Por otro lado, se me nubla la mente más y estoy demasiado atrasada en mis clases como para ponerme al día. A veces, me conecto a mi reunión de Zoom y lo silencio todo mientras trabajo en otros proyectos. Ya no leo el material de la clase, sino que pongo audiolibros mientras trabajo en otras clases. Mi esperanza es que alguna información entre en mi subconsciente aunque no esté escuchando.

Envié un correo electrónico a una profesora de inglés y le dije que no puedo seguir el ritmo de su clase. Voy atrasada con la lectura de una novela y no he estado posteando en las secciones de discusión semanal. Antes de nuestra reunión programada, me envió un correo electrónico y dijo que entiende que los estudiantes tienen mucho que hacer. En nuestra llamada, hablamos sobre mis planes para después de la graduación y me aseguró que me va bien en la clase. Sólo necesito leer una novela. Dijo que los estudiantes a menudo sienten que están fracasando cuando no están sacando A. Me tranquilizó hablar con ella y quise que supiera que mi falta de participación en clase no se debía a una falta de interés. En realidad, es probablemente mi clase favorita de este semestre.

***

¿Por qué el clima es tan agradable durante la pandemia? Me hace pensar en toda la socialización al aire libre que ya no podemos disfrutar.

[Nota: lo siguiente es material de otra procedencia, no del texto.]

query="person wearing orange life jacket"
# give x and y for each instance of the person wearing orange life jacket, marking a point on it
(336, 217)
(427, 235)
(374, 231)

La graduación de los latinos ha sido cancelada debido a la COVID-19, no me tomó por sorpresa, pero sigue siendo decepcionante. Para ser franca, esa era la única ceremonia de graduación a la que iba a asistir. Dos personas de tu elección caminan el escenario contigo cuando recibes tu diploma. Mi madre y mi padre habrían caminado conmigo. Alguien habría llorado.

En casa, mi madre me manda un mensaje para decirme que mi hermano está paranoico, pidiéndole que se duche e inmediatamente lave su ropa después de volver de su trabajo de limpiar casas. A mi hermano y a mí no nos gusta que tenga un trabajo que la ponga en riesgo, pero entendemos que ella siente que no tiene otra opción. Me gustaría poder cuidar de ellos.

Me he enterado de que de los 777 estudiantes que vivían en mi residencia, sólo quedan unos 130. Una vez que fui a la lavandería, dos estudiantes se quedaron fuera esperando a que yo terminara antes de ellos entrar. Sé que están siendo cautelosos y siguiendo las pautas de distanciamiento social, pero ¿por qué me pareció presuntuoso? Yo miro a los demás de la misma manera: no los quiero cerca de mí en este momento. Todos son un peligro potencial.

En el comedor de Crossroads, hablé con un trabajador que me dijo que antes del coronavirus, entre 1500 y 2000 estudiantes llenaban el comedor para el almuerzo y la cena. Ahora, sólo tienen un poco más de 100 estudiantes por día.

Dijo que los cocineros están orgullosos de la comida que hacen. Me entristece que tantos estudiantes se quejen de la comida. ¡Realmente no está mal! La pizza es mejor que la de muchos lugares locales de Berkeley.

También hice algo egoísta. Fui a Whole Foods y me compré un pastel para celebrar una oferta de trabajo de ensueño: una beca de reportera de Hearst Newspapers que empieza en el San Francisco Chronicle este otoño.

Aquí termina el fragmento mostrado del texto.